By-election in New South Wales, Australia

A by-election was held for the New South Wales Legislative Assembly electorate of East Sydney on 11 January 1883 because George Reid was appointed Minister of Public Instruction in the Stuart ministry. Such ministerial by-elections were usually uncontested and six ministers were re-elected unopposed. On this occasion a poll was required in East Sydney and Newtown (Henry Copeland). Copeland was defeated but regained a seat in parliament at the second by-election for East Sydney held on 23 January 1883. The six other ministers, Alexander Stuart (Illawarra), George Dibbs (St Leonards), Henry Cohen (West Maitland), James Farnell (New England), Francis Wright (Redfern) and Joseph Abbott (Gunnedah), were re-elected unopposed.

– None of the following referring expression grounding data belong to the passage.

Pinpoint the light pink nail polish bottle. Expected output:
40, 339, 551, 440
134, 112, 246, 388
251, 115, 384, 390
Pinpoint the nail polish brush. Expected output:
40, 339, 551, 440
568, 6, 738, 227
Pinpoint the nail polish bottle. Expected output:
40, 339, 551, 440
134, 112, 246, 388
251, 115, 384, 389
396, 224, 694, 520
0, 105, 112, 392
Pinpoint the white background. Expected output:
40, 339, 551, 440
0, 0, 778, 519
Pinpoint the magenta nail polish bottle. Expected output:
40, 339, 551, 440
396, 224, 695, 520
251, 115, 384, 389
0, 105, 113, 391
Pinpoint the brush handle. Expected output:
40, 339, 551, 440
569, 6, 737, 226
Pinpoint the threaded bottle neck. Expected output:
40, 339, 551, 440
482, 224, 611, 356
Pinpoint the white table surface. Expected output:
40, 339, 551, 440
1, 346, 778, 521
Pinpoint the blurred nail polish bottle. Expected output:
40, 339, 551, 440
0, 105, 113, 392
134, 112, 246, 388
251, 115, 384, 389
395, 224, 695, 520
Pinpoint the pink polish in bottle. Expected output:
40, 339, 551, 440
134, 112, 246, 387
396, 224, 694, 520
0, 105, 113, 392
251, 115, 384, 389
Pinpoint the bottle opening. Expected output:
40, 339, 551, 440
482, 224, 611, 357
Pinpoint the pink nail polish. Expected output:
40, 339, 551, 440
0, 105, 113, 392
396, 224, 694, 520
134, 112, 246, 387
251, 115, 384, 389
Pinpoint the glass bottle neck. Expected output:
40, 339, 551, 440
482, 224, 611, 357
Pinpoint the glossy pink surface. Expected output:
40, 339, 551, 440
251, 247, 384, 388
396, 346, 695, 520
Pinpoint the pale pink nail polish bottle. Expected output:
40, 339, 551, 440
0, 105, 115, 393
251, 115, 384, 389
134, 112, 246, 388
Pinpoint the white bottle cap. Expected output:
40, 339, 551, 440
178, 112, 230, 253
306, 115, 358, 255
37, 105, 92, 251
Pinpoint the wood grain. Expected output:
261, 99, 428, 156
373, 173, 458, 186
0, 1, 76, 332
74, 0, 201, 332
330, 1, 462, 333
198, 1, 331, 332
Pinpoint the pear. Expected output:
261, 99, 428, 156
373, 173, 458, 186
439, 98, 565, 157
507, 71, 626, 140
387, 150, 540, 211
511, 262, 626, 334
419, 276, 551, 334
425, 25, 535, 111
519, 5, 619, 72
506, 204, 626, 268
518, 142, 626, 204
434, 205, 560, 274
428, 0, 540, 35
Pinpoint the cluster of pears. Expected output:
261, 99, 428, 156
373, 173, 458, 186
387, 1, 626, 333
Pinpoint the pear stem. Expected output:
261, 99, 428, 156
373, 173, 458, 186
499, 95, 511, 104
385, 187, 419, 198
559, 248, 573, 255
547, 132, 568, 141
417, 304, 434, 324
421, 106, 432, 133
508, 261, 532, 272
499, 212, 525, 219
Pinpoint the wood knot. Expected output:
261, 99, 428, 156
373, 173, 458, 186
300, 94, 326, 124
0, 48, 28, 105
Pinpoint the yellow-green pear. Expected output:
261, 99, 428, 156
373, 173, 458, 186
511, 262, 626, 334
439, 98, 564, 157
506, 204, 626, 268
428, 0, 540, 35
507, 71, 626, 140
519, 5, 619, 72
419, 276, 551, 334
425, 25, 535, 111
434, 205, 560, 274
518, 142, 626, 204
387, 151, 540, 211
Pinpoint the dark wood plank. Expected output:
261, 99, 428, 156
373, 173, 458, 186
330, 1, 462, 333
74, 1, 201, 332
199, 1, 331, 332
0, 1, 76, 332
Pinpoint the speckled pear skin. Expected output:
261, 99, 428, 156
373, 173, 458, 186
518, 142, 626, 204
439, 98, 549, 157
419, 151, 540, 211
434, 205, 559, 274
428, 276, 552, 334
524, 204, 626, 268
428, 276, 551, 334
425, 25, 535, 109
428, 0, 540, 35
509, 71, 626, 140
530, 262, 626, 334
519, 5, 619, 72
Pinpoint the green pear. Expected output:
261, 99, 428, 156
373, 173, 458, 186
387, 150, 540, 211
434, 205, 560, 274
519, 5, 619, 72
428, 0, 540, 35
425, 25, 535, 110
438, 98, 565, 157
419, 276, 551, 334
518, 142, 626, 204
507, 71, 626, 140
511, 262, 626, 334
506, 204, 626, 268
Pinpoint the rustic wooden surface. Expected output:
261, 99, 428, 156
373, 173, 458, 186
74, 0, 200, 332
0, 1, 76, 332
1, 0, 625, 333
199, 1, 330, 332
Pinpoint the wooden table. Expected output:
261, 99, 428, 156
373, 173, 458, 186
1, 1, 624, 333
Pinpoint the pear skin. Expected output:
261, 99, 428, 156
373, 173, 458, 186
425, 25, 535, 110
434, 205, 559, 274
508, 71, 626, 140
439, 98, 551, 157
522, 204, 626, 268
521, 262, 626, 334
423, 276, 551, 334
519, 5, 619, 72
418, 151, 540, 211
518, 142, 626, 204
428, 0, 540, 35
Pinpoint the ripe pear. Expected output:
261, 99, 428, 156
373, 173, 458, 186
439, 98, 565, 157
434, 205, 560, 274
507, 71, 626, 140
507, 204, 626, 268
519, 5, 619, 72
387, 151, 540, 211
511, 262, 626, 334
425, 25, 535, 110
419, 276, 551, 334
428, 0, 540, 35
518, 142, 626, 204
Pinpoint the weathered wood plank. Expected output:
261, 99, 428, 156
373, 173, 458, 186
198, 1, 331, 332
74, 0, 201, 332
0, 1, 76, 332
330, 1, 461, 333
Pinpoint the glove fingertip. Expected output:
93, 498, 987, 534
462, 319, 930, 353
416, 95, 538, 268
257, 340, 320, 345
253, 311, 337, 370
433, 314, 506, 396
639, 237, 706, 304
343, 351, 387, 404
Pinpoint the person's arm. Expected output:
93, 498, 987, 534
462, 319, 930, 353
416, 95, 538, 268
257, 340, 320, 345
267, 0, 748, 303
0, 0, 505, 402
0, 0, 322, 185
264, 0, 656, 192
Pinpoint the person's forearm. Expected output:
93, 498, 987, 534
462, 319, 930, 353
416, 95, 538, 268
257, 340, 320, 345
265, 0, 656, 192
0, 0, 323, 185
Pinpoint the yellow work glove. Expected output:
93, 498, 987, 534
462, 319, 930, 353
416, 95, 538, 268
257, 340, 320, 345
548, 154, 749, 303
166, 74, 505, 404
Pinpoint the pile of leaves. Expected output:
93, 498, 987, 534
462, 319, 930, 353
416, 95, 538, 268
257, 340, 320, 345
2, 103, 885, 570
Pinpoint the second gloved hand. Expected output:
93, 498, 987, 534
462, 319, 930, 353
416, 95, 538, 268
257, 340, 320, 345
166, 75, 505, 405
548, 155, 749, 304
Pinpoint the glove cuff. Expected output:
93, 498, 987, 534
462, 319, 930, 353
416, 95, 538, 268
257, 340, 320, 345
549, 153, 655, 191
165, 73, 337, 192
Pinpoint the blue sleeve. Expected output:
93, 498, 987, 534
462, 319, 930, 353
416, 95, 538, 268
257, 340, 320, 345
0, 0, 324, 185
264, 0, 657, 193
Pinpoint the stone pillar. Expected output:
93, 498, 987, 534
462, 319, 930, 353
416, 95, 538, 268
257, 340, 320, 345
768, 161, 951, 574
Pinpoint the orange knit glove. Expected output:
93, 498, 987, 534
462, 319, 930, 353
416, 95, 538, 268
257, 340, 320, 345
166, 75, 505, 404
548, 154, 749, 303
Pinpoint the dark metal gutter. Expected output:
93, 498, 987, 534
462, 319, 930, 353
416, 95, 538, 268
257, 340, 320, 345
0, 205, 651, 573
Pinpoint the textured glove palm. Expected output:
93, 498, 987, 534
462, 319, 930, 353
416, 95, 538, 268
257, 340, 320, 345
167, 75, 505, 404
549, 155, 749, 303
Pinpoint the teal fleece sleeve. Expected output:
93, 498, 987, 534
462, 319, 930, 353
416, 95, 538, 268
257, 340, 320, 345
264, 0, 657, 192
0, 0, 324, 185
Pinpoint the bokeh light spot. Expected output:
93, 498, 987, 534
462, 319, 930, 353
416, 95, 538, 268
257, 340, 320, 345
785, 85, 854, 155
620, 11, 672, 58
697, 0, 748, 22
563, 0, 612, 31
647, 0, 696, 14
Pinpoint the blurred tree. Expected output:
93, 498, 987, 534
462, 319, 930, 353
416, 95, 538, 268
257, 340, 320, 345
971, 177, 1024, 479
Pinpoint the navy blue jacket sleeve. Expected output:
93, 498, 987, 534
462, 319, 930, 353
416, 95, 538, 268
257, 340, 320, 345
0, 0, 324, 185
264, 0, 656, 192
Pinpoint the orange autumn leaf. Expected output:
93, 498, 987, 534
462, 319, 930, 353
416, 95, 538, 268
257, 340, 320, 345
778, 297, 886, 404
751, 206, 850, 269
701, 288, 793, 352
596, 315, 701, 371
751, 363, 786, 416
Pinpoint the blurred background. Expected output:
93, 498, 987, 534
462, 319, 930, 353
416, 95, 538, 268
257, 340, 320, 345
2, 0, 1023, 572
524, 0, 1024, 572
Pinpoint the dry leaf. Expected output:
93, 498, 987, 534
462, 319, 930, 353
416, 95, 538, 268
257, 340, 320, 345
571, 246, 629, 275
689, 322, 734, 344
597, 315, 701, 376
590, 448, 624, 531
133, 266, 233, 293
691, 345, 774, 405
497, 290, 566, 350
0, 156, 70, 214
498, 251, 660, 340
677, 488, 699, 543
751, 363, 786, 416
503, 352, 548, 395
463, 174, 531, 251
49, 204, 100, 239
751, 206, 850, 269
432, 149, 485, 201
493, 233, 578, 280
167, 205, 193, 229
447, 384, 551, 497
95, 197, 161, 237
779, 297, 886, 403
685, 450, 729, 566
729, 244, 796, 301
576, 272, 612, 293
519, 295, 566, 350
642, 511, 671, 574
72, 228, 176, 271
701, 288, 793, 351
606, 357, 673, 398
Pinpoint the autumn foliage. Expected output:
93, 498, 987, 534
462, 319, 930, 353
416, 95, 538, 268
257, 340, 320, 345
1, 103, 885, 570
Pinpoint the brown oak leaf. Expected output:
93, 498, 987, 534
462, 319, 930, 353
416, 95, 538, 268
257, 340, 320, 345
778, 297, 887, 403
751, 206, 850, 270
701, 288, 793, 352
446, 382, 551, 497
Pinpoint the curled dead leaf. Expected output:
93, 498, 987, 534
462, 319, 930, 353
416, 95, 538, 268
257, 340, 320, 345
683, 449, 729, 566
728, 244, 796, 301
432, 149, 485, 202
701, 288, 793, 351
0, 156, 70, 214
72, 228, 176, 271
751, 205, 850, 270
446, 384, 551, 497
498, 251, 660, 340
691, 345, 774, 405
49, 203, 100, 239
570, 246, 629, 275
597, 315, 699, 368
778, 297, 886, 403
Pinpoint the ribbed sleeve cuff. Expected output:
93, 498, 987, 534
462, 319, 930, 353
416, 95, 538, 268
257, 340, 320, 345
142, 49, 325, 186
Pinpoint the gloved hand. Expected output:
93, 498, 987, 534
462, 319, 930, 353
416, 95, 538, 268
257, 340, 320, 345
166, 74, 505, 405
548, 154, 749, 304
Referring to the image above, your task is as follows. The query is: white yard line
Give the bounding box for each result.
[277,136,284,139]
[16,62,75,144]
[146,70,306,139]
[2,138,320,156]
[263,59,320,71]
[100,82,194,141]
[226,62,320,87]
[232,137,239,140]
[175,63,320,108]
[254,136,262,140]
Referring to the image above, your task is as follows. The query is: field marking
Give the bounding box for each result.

Albert Elkington had been the mayor of Balmain from February 1881 until February 1882.

==Dates==

| Date | Event |
|---|---|
| 5 January 1883 | Stuart ministry appointed. |
| 6 January 1883 | Writ of election issued by the Speaker of the Legislative Assembly. |
| 10 January 1883 | Nominations |
| 11 January 1883 | Polling day |
| 16 January 1883 | Return of writ |

==Result==

1883 East Sydney by-election Thursday 11 January
| Candidate |  | Votes | % |
|---|---|---|---|
| George Reid (re-elected) |  | 2,258 | 74.7 |
| Albert Elkington |  | 729 | 25.3 |
| Total formal votes |  | 2,887 | 99.2 |
| Informal votes |  | 24 | 0.8 |
| Turnout |  | 2,911 | 36.2 |

George Reid was appointed Minister of Public Instruction in the Stuart ministry.

==Aftermath==
The following year the Committee of Elections and Qualifications held that an error in the drafting of the constitution meant that Reid could not be validly appointed Minister of Public Instruction, and declared his seat vacant. Reid was defeated in the resulting by-election in February 1884.